By
eHow Personal Finance Editor
Difficulty: Moderately Easy
Plan for Inheritance
Step1
Draft a will. The easiest way to avoid conflict and to make sure everybody receives what you think is fair is to make the decisions yourself well in advance. Do-it-yourself kits for creating wills are available at office supply stores or over the Internet, or you can have your financial adviser do it for you to avoid confusion.
Step2
Invest in stretch IRAs. This type of IRA can be transferred directly to the next generation without any penalties or tax fees at the time of inheritance. If you can afford to put money away for the long run, this is the best way to financially plan for your beneficiaries.
Step3
Take care of outstanding debts as early as possible. While not all debts can be inherited, some can, and leaving that burden on family members is simply unnecessary. If you have large debts, you can consult with a financial adviser to find a way to consolidate them into small monthly payments.
Step4
Put everything you own in your name or in the name of your beneficiaries.

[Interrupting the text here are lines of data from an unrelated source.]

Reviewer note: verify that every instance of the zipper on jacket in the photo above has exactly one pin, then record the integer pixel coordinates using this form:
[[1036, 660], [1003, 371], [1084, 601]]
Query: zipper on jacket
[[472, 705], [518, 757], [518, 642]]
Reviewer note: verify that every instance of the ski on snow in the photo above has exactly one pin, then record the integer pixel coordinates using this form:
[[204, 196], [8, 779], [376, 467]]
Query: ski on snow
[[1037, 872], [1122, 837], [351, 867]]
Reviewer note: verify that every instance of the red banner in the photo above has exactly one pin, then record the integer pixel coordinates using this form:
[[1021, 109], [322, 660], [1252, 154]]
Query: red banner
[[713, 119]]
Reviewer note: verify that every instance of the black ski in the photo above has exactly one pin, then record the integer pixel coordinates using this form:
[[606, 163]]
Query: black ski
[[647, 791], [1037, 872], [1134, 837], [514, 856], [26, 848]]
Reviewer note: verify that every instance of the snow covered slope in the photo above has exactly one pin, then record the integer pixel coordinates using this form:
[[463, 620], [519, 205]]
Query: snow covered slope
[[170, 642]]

This is an often overlooked way of financially planning for inheritance. For example, if you own property, you can sign it over to your children while you are still alive, or you can put a provision in the property title that adds their names as beneficiaries. This means that there will be no additional steps for them to complete in the future.
Step5
Set up a joint bank account with your spouse. Because the account is in both your names, there is no actual inheritance in place if one of you dies first--the account simply remains in the name of the surviving spouse.